Walkie-talkie transmitter B1 receives information directly from a three minute loop tape giving a list of technical data, read in typical BBC news-reading fashion (RP), pertaining to loop tape length, width, speed etc. The information received is then directed diagonally across a space of approximately two hundred meters to walkie-takie receiver who moves towards B1 in a slow deliberate fashion.

Megaphonist A1 interprets verbally and in short descriptive phrases his responses to his immediate environs and relays them across a two hundred meter distance to megaphonist A2 who echoes the information using if possible the same intonation in voice.

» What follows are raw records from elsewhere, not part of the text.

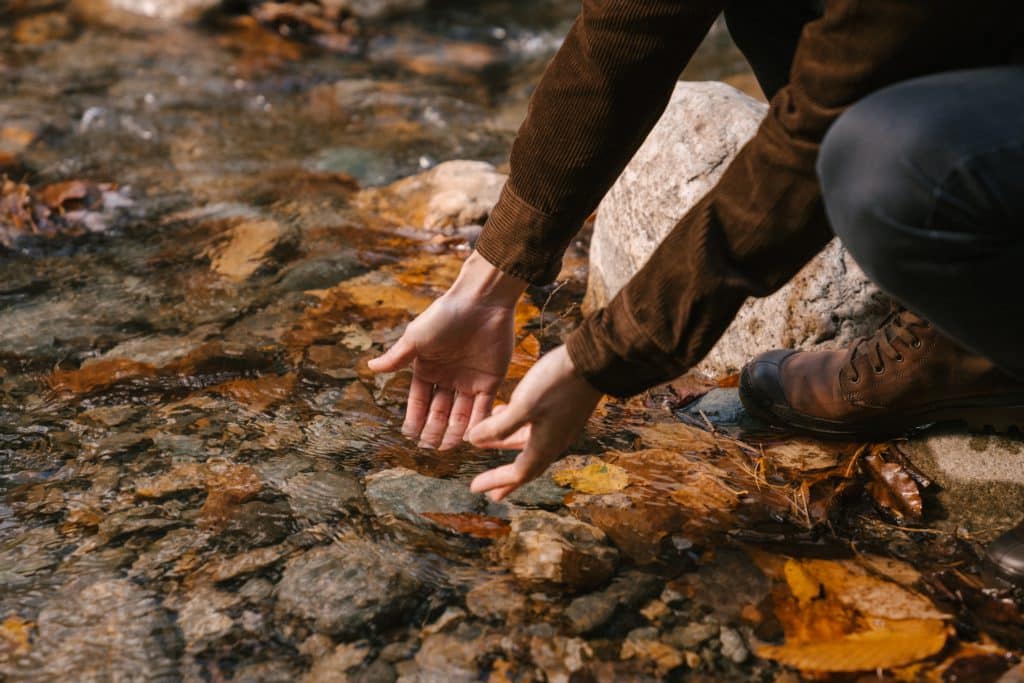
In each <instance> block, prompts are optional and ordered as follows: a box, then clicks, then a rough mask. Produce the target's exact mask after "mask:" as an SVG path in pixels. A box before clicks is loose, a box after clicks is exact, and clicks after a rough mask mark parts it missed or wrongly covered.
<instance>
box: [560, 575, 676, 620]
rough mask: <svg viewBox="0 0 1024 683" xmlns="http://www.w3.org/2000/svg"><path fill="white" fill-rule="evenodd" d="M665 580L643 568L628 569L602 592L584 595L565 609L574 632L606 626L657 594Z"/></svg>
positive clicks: (572, 600) (601, 591) (579, 597)
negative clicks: (615, 618)
mask: <svg viewBox="0 0 1024 683" xmlns="http://www.w3.org/2000/svg"><path fill="white" fill-rule="evenodd" d="M660 588H662V581H660V580H659V579H658V578H657V577H654V575H652V574H649V573H644V572H641V571H628V572H626V573H624V574H621V575H618V577H615V579H614V580H612V582H611V584H610V585H609V586H608V587H607V588H606V589H604V590H602V591H597V592H594V593H588V594H587V595H581V596H580V597H578V598H575V599H573V600H572V602H570V603H569V606H568V607H567V608H566V609H565V618H566V620H567V621H568V623H569V627H570V629H571V630H572V633H575V634H586V633H591V632H593V631H596V630H598V629H600V628H601V627H603V626H605V625H606V624H608V623H609V622H611V621H612V618H613V617H614V616H615V614H616V612H620V611H621V610H624V609H631V608H636V607H637V606H639V605H640V604H641V603H643V602H644V601H646V600H648V599H650V598H651V597H652V596H654V595H657V593H658V591H659V590H660Z"/></svg>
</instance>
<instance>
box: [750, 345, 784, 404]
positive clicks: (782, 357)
mask: <svg viewBox="0 0 1024 683" xmlns="http://www.w3.org/2000/svg"><path fill="white" fill-rule="evenodd" d="M795 353H797V351H795V350H792V349H776V350H774V351H768V352H767V353H762V354H761V355H759V356H757V357H755V358H754V359H753V360H751V361H750V362H748V364H746V365H745V366H743V370H742V372H741V373H740V375H739V397H740V399H741V400H742V401H743V403H744V404H746V405H751V404H755V405H757V407H759V408H762V409H767V408H770V407H772V405H788V400H787V399H786V397H785V390H784V389H783V387H782V364H783V362H785V360H786V358H788V357H790V356H792V355H793V354H795Z"/></svg>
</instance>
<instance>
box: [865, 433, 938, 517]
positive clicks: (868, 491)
mask: <svg viewBox="0 0 1024 683" xmlns="http://www.w3.org/2000/svg"><path fill="white" fill-rule="evenodd" d="M882 453H883V451H882V450H881V449H872V452H871V453H869V454H868V455H866V456H864V458H863V460H862V461H861V462H862V463H863V469H864V472H865V473H866V474H867V476H868V477H869V478H870V481H869V482H868V484H867V492H868V493H869V494H870V496H871V498H872V499H873V500H874V503H876V505H877V506H878V507H879V508H880V509H881V510H882V511H883V512H884V513H886V514H887V515H888V516H889V517H891V518H892V519H893V520H894V521H896V522H897V523H900V524H902V523H904V522H920V521H921V518H922V514H923V513H924V502H923V501H922V498H921V488H920V487H919V485H918V482H916V481H915V480H914V478H913V476H911V475H910V472H908V471H907V470H906V468H904V467H903V466H902V465H901V464H899V463H893V462H886V461H885V460H883V457H882Z"/></svg>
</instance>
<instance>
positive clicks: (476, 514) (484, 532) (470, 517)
mask: <svg viewBox="0 0 1024 683" xmlns="http://www.w3.org/2000/svg"><path fill="white" fill-rule="evenodd" d="M421 514H422V516H424V517H426V518H427V519H429V520H430V521H432V522H434V523H435V524H437V525H439V526H443V527H445V528H449V529H452V530H453V531H455V532H456V533H462V535H464V536H471V537H473V538H476V539H501V538H504V537H506V536H508V535H509V529H510V526H509V523H508V522H507V521H506V520H504V519H501V518H499V517H489V516H487V515H477V514H473V513H470V512H459V513H446V512H423V513H421Z"/></svg>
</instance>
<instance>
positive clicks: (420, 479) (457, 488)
mask: <svg viewBox="0 0 1024 683" xmlns="http://www.w3.org/2000/svg"><path fill="white" fill-rule="evenodd" d="M367 498H368V499H369V501H370V506H371V507H372V508H373V510H374V513H375V514H377V515H378V516H387V515H390V516H393V517H397V518H398V519H403V520H406V521H409V522H412V523H414V524H422V525H425V524H428V523H429V522H428V521H427V519H426V518H424V517H422V516H421V513H424V512H442V513H446V514H456V513H460V512H473V513H475V512H479V511H480V510H481V509H482V508H483V506H484V498H483V497H482V496H478V495H476V494H474V493H472V492H470V490H469V485H468V484H467V483H466V482H465V481H455V480H451V479H435V478H433V477H428V476H423V475H422V474H419V473H417V472H414V471H413V470H410V469H407V468H404V467H395V468H392V469H389V470H384V471H383V472H377V473H376V474H372V475H370V476H368V477H367Z"/></svg>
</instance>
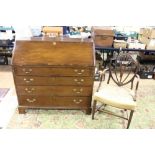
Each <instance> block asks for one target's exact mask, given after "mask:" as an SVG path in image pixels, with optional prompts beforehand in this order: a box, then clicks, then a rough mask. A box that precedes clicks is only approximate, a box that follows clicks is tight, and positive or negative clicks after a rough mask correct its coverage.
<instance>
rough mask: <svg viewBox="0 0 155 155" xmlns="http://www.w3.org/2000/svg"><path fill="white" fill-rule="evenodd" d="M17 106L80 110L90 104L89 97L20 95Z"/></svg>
mask: <svg viewBox="0 0 155 155" xmlns="http://www.w3.org/2000/svg"><path fill="white" fill-rule="evenodd" d="M18 98H19V105H20V106H28V107H58V108H65V109H66V108H67V109H71V108H81V109H82V107H88V106H90V104H91V98H90V97H50V96H47V97H46V98H45V97H44V96H37V95H31V96H29V95H20V96H18Z"/></svg>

The blind-master and his assistant move freely throughout performance area recording sounds at will. A sound would provide the stimulus or cue toward  which the blind-master would move.

The cameramen (movie and still) move as freely as possible through the performance area recording visual stimuli at will.  The performance ends when both A2 and B2 have reached their respective partners A1 and B1. The whole to be as freely articulated as possible.